1. A display device driving circuit for converting a binary display data into an AC
signal having no DC component and supplying said AC signal to a display device (12)
comprising:
synchronizing means (26,27) for receiving said display data, a binary modulating signal
and a clock signal and for synchronizing said display data and said modulating signal
with said clock signal;
decoder means (25) connected to said synchronizing means for generating a signal having
a logic level corresponding to logic levels of said synchronized display data and
modulating signal; and
power supply means (18) connected to said decoder means for outputting a voltage having
an amplitude corresponding to said logic level of said signal received from said decoder
means to said display device.
2. A circuit according to claim 1, wherein said synchronizing means comprise a first
D-type flip-flop (26) which receives said display data at one input thereof and said
clock signal at the other input thereof, and a second D-type flip-flop (27) which
receives said modulating signal at one input thereof and said clock signal at the
other input thereof.
3. A circuit according to claim 2, wherein said decoder means comprise a first and
a second NAND gates and a first and a second AND gates, one output of said first D-type
flip-flop being connected to one input of said first NAND gate and to one input of
said second AND gate, the other output of said first D-type flip-flop being connected
to one input of said second NAND gate and to one input of said first AND gate, one
output of said second D-type flip-flop being connected to the other input of said
first AND gate and to the other input of said second AND gate, the other output of
said second D-type flip-flop being connected to the other input of said first NAND
gate and to the other input of said second NAND gate.
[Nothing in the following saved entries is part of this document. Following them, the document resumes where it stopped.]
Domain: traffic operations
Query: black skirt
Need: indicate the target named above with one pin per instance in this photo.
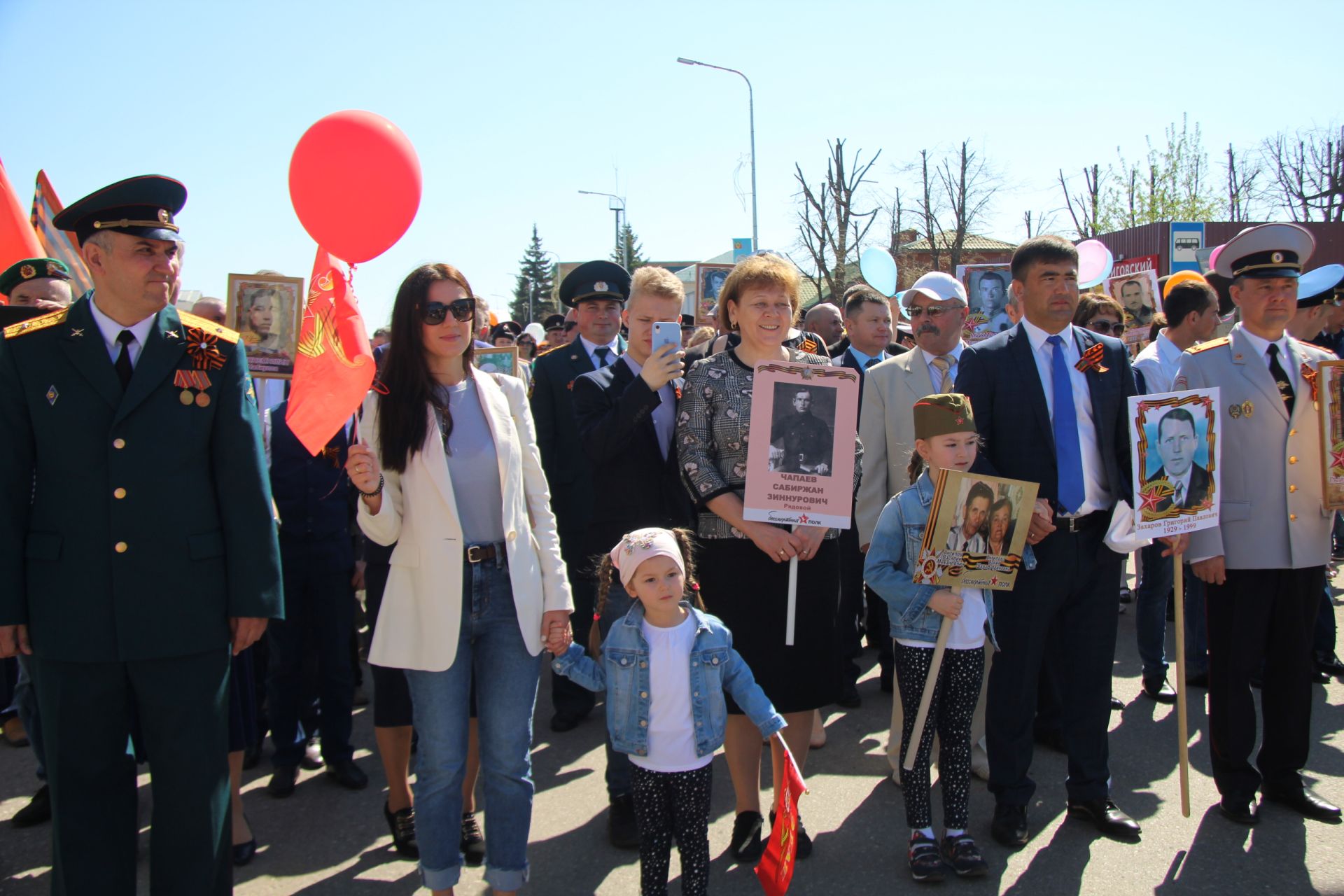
(750, 593)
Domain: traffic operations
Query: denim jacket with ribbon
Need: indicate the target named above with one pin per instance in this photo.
(624, 675)
(892, 554)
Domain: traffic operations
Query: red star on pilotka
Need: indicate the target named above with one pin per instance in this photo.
(1149, 500)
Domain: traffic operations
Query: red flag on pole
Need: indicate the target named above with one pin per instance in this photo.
(57, 244)
(18, 239)
(776, 867)
(335, 365)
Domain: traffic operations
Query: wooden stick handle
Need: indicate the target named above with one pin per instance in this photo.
(1182, 726)
(926, 699)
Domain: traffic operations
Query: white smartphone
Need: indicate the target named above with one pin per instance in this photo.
(666, 332)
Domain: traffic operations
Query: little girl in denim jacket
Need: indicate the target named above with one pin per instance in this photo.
(664, 669)
(945, 438)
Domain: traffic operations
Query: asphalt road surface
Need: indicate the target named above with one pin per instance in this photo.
(326, 841)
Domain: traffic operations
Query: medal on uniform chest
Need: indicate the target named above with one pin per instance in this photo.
(192, 384)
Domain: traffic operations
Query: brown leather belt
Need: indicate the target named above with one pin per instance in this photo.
(482, 552)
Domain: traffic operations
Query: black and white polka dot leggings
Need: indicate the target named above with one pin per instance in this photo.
(672, 804)
(953, 706)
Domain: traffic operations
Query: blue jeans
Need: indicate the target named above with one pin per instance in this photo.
(1151, 612)
(491, 644)
(620, 770)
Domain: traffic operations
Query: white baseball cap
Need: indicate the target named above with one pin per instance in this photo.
(937, 286)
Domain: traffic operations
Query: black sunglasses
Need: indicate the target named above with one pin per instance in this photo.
(461, 309)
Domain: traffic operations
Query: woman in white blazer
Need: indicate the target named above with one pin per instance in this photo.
(451, 473)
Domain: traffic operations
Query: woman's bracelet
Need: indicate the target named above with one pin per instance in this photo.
(375, 492)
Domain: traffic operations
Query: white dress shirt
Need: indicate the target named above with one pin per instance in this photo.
(1159, 362)
(1097, 495)
(592, 347)
(934, 374)
(1285, 358)
(664, 415)
(111, 330)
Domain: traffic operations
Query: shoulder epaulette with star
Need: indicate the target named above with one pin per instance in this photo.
(34, 324)
(1212, 343)
(210, 327)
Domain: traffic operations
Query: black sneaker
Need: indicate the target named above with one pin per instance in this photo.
(472, 843)
(804, 841)
(925, 862)
(962, 856)
(746, 846)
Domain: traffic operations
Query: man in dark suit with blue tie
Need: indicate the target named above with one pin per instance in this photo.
(867, 323)
(1050, 402)
(626, 416)
(597, 292)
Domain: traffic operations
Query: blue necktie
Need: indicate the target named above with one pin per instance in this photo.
(1069, 454)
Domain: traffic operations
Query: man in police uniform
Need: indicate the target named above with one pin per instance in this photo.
(597, 293)
(36, 282)
(136, 545)
(1265, 562)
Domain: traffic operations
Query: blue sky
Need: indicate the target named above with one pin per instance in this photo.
(517, 106)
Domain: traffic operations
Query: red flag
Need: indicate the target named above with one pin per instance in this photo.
(18, 239)
(776, 867)
(335, 365)
(57, 244)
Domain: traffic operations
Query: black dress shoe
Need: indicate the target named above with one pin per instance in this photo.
(36, 812)
(402, 824)
(1009, 825)
(850, 697)
(472, 843)
(283, 780)
(1304, 801)
(244, 853)
(1329, 664)
(1243, 812)
(564, 722)
(1108, 818)
(622, 827)
(347, 774)
(1159, 691)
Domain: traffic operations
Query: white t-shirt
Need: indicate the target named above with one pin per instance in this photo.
(671, 723)
(968, 630)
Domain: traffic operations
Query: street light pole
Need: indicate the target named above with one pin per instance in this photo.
(617, 204)
(756, 235)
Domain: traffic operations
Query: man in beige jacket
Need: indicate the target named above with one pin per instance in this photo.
(937, 309)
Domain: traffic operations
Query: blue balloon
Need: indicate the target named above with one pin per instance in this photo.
(879, 270)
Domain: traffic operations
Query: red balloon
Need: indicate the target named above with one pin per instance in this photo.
(355, 183)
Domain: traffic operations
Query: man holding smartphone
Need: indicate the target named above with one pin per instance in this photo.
(626, 415)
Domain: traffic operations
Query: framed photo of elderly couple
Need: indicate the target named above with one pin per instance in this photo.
(1175, 447)
(977, 531)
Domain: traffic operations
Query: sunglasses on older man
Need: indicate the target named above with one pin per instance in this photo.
(461, 309)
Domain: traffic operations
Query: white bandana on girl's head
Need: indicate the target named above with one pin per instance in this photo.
(641, 545)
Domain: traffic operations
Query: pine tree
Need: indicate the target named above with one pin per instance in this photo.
(534, 280)
(631, 248)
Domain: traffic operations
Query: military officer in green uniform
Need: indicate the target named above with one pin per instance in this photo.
(136, 546)
(1265, 561)
(597, 292)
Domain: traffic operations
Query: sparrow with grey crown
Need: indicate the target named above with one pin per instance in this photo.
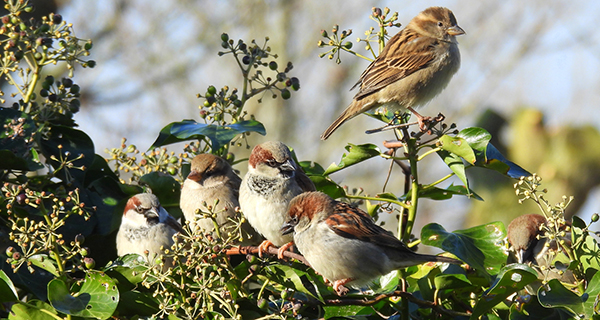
(212, 178)
(415, 65)
(272, 181)
(343, 243)
(146, 228)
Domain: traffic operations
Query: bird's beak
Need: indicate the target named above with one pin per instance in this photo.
(287, 228)
(151, 213)
(287, 166)
(195, 176)
(455, 31)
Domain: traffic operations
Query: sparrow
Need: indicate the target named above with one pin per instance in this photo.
(343, 243)
(212, 182)
(524, 234)
(272, 181)
(415, 65)
(530, 246)
(146, 227)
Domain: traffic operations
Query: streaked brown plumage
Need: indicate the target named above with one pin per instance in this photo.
(415, 66)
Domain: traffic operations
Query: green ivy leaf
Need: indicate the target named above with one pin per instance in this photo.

4. A circuit according to claim 3, wherein said power supply means comprise first
and second FETs of P-channel type, and third and fourth FETs of N-channel type, an
output of said first NAND gate being connected to a gate of the first FET, an output
of said second NAND gate being connected to a gate of the second FET, an output of
said first AND gate being connected to a gate of the third FET, an output of said
second AND gate being connected to a gate of the fourth FET, a voltage of first level
being applied to a source of the first FET, a voltage of second level being applied
to a source of the second FET, a voltage of third level being applied to a source
of the third FET, a voltage of fourth level being applied to a source of the fourth
FET, drains of these FETs being connected to a common node.
5. A circuit according to claim 1, wherein said display device is a matrix type liquid
crystal display device.
6. A circuit according to claim 5, wherein an output of said power supply means is
connected to a segment electrode of said matrix type liquid crystal display device.
7. A circuit according to claim 5, wherein an output of said power supply means is
connected to a common electrode of said matrix type liquid crystal display device.